Figure1. Nail dystrophy caused by fungal infection.

By Paul J. Betschart, DPM

Many foot and ankle specialists focus on the musculoskeletal conditions of patients. Skin and nail conditions of the feet, however, are some of the most common complaints that patients have. This 3-part series describes the most common conditions patients present with to my office and provide some effective treatment options. Part 1 (May 2021) focused on skin conditions. Part 2 (June 2021) focused on common nail conditions. Here we focus on issues with toenails that can reflect systemic disease.

Systemic Disease Changes

Many diseases can cause changes in the appearance and quality of the nail unit. There are entire textbooks dedicated to this subject. Here are some of the most common seen in clinical practice.

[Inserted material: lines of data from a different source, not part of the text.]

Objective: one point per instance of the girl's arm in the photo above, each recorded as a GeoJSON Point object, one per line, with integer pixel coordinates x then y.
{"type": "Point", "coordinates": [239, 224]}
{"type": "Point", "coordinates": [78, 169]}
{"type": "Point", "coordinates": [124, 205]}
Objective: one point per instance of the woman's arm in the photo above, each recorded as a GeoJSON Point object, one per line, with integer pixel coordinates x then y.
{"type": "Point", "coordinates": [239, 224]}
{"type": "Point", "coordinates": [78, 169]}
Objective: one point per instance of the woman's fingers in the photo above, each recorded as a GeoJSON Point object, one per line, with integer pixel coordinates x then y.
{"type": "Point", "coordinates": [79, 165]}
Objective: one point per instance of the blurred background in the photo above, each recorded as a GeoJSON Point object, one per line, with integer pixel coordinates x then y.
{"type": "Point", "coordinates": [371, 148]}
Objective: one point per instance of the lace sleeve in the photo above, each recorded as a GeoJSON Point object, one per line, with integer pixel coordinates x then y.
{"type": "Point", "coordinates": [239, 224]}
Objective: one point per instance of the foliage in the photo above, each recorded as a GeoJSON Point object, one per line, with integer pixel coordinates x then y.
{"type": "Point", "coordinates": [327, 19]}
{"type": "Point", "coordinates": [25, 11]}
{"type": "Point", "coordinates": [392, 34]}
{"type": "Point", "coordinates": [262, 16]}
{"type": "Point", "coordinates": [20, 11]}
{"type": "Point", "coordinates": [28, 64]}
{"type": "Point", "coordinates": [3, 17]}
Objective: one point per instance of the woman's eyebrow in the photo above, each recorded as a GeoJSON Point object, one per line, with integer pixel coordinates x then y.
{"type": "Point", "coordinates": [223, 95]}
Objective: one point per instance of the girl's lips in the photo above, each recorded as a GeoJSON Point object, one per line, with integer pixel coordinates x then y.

Nail dystrophy is a term describing nails that are abnormal in appearance. Typically, they can be thick, discolored, and brittle. These nail changes are most often seen in fungal nail infections (Figure 1). Systemic conditions can cause a similar appearance of the nail. Nails with this appearance that have repeated negative fungal cultures and/or fail to respond to antifungal therapy should be investigated for underlying conditions. Conditions such as psoriasis, lichen planus, Reiter’s syndrome, and sarcoidosis are examples of conditions that can result in dystrophic nails. Diagnosis can be made through history, full body examination for tell-tale skin lesions, laboratory examination, and microscopic examination of nail and skin biopsies. Managing the underlying condition can help improve the appearance of the nails. Reducing nail thickness can also improve appearance and reduce symptoms. Softening agents such as urea gel preparations can help improve nail condition and appearance. Supplementation with the B vitamin biotin can also be helpful.

Figure 2. Nail clubbing, note tips of toes resemble the end of a club.

Nail clubbing refers to a change in the shape of the nail and tip of the toe to resemble the end of a club. Clubbed nails are usually associated with pulmonary conditions such as COPD and cancer, as well as cardiac conditions such as congenital malformations, and endocarditis, an infection of the inside lining of the heart.

Spoon-shaped nails (Koilonychia) is a term used to describe a nail with a depressed center and upturned edges. Spoon-shaped nails can be seen with iron deficiency anemia, hemochromatosis, lupus, and nail patella syndrome.

Pigmented streaks can be a normal finding in persons with deeply pigmented skin. These longitudinal lines are usually regular with straight edges and uniform color. Melanoma skin cancer that affects the nail root area can also present with a pigmented nail streak. Suspicious signs include irregular edges, a triangular shape with the wider part at the nail root, and color variation. Suspicious nail streaks should be considered for nail unit biopsy as early detection is critical in managing this deadly malignancy.

Another longitudinal dark line of the nail unit is called the splinter hemorrhage. These thin, black lines form under the nail and can be mistaken for wood splinters. Splinter hemorrhages are commonly associated with a cardiac condition called subacute bacterial endocarditis (SBE) and are often an early presenting sign of this condition. SBE is an infection of the inner lining of the heart by slow growing bacteria. The heart growths that these infections cause can result in blood clots that can travel to distant sites, commonly resulting in blockage of nail bed arterioles which become splinter hemorrhages. Other causes of splinter hemorrhage-like discoloration are fungal infections, trauma, and psoriasis.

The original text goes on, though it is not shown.